Scholz pulls off his masterful deception

There is a delicious irony to the story of one of corporate rock's cornerstone albums, a famous tale of pulling the wool that paid off for both the suits and the satin-trousers.

There are 20 million (and counting) copies of Boston's 1976 self-titled debut scattered across the globe, some gathering dust in boxes of '70s ephemera, others mounted proudly as treasured slabs of FM radio gold, but all bearing evidence that track one, side one has been thrashed like no other.

More Than A Feeling is, was and forever will be a song to loosen the corset of even the most tightly bound critic of arena rock.

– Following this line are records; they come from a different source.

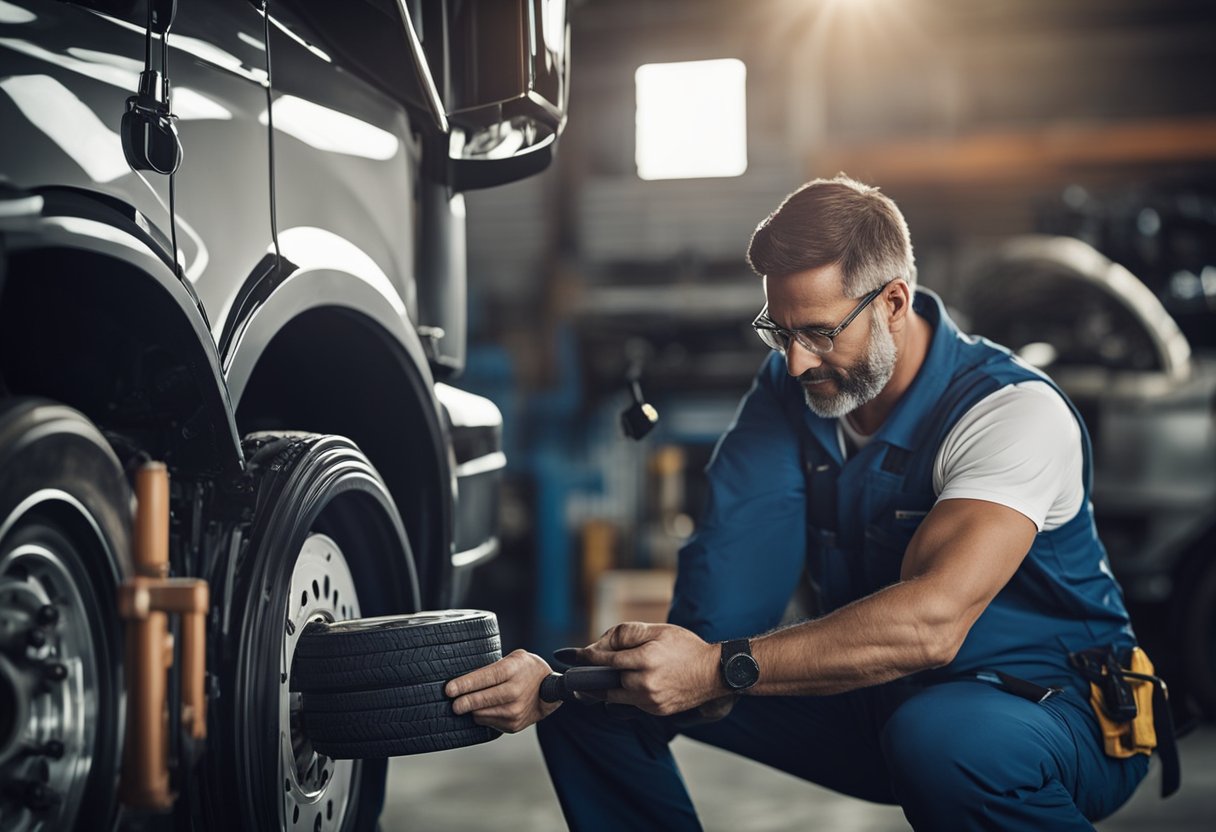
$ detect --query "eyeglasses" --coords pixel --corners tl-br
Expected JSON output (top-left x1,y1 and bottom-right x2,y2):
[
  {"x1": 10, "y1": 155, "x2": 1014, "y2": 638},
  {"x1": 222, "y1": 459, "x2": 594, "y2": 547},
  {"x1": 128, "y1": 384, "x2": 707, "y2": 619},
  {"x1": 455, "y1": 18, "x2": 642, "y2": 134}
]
[{"x1": 751, "y1": 283, "x2": 890, "y2": 355}]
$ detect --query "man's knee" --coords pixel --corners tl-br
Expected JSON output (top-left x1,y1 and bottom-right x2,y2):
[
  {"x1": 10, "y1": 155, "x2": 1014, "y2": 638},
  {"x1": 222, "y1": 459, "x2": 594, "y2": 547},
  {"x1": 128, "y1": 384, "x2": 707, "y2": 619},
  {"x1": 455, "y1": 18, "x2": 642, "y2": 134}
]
[{"x1": 882, "y1": 682, "x2": 1052, "y2": 800}]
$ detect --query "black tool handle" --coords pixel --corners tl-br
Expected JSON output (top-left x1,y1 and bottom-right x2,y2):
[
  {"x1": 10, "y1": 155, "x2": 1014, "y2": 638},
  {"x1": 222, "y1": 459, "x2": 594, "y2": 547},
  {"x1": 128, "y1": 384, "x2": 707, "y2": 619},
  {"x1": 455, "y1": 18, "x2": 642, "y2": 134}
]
[
  {"x1": 565, "y1": 667, "x2": 620, "y2": 692},
  {"x1": 540, "y1": 667, "x2": 620, "y2": 702}
]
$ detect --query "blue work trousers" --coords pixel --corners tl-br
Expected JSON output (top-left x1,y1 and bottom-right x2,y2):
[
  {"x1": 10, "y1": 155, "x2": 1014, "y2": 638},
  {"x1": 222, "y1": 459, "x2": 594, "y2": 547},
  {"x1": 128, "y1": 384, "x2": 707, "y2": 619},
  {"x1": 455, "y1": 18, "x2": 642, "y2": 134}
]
[{"x1": 537, "y1": 681, "x2": 1148, "y2": 832}]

An air-guitarist's dream, it shimmers under the gleam of a heavily processed acoustic intro, flexes its memorably muscular fuzzed-out riff and soars skyward with vocalist Brad Delp's vision of Maryann walking away.

It sounds for all the world like the product of a state-of-the-art studio, which is precisely what Epic Records execs ordered when they finally signed persistent demo-peddler and multi-instrumentalist Tom Scholz and his ''band'' Mother's Milk on the strength of Scholz' basement-studio recordings.

''Yes, give us that,'' they cried, ''Only do it again, in our Los Angeles studio.''

Scholz then carried out his masterful deception, enlisting the assistance of producer John Boylan to put a smoke screen around the recording to enable him to track the bulk of the fresh instrumental takes himself, exactly as he had done previously, on the equipment he had cobbled together in his humble home studio.

Sufficient of the vocals and other tracks were recorded in LA to throw the company off the scent, and the album was duly transferred to 24-track and delivered to an audience that knew nothing of Scholz, his wizardly studio skills or his freshly settled live band line-up (now named Boston).

The album was certified gold after just two months, and platinum within a further month, elevating the ''Boston sound'' to the benchmark for rock production.